A Condominium Law, which will allow foreigners to buy property, features among the new bills scheduled to be put forward at Myanmar’s next parliamentary session in October. The government also plans to introduce a Financial Institutions Law, which should further define the position of banks and other lending institutions now that the Central Bank of Myanmar has been given independence.

With such a vast reform programme on the horizon, investors face an uphill task in keeping informed of changes to the legal framework. However, a broad range of international organisations, ranging from NGOs to law firms, are moving into position to help plug the information gap and service private enterprises.

Pressure from all sides

The fast pace of change in Myanmar, alongside an information overload, also throws up challenges for the government as it navigates its path towards democracy.

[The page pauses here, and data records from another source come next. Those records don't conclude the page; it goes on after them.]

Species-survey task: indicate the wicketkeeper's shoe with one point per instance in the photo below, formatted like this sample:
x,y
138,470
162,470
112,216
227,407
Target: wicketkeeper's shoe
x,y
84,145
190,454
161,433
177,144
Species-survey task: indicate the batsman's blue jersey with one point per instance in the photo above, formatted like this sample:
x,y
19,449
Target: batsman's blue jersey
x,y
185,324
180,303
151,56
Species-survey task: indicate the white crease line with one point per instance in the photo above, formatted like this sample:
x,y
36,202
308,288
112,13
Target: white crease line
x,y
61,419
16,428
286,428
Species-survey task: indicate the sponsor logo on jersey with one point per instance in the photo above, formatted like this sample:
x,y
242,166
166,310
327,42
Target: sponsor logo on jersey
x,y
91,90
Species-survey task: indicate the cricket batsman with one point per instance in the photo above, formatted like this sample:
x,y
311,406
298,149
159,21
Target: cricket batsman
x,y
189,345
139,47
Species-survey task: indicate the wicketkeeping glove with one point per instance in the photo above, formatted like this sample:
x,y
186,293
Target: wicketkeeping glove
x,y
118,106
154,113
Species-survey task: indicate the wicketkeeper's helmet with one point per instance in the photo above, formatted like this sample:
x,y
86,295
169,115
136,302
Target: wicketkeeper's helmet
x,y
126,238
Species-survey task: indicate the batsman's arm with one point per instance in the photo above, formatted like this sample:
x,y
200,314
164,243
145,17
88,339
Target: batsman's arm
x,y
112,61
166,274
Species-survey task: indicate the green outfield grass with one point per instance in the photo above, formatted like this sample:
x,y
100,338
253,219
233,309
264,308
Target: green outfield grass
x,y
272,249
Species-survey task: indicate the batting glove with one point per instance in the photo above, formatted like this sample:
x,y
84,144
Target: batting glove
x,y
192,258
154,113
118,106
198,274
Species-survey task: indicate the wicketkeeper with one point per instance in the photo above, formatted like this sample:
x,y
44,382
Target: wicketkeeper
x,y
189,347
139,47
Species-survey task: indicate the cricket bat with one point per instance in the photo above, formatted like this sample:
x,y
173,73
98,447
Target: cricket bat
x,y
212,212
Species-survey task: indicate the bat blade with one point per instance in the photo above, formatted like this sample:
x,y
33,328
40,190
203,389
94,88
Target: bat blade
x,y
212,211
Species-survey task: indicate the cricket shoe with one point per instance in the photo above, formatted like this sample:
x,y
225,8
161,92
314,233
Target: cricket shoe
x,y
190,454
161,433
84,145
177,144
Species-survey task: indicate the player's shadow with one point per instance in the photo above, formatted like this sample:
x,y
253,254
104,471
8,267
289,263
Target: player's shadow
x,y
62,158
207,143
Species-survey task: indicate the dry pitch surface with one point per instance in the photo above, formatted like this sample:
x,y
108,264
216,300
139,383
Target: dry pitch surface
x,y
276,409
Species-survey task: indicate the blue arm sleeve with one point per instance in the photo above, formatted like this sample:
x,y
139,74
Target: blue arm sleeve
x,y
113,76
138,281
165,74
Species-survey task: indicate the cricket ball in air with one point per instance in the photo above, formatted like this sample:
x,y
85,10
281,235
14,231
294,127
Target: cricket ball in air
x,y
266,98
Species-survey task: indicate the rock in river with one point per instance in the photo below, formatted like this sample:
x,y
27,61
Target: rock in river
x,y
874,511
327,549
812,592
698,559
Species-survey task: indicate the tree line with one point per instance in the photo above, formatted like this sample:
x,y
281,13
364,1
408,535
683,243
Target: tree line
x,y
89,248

“We were told that Myanmar can learn a lot as a late-comer,” said U Set Aung, Vice Governor of the Central Bank of Myanmar, “but there are conflicting opinions. International finance organisations warn of moving too fast while some private investors are pushing to open up faster. We must be careful whom to listen to.”

Some investors, meanwhile, have yet to be convinced about the state’s ability to maintain the tempo of reform, given its heavy workload and under-staffed, under-budgeted public sector.

A need to prioritise is likely to see the government focusing first on the energy sector. Myanmar will be keen to bring an end to its routine blackouts, which regularly hit both rural areas and major cities, leaving some industrial operations relying on diesel-fuelled generators. Undercapitalised and outdated banks also give cause for concern, while real estate prices, which sit at an all-time high, have made some start-ups unfeasible.

International investors will continue to push for stability and reform in Myanmar over the coming years. However, with the an ambitious trajectory set, and legislative changes in the pipeline, the number of investors keen to participate in the growth story looks set to multiply.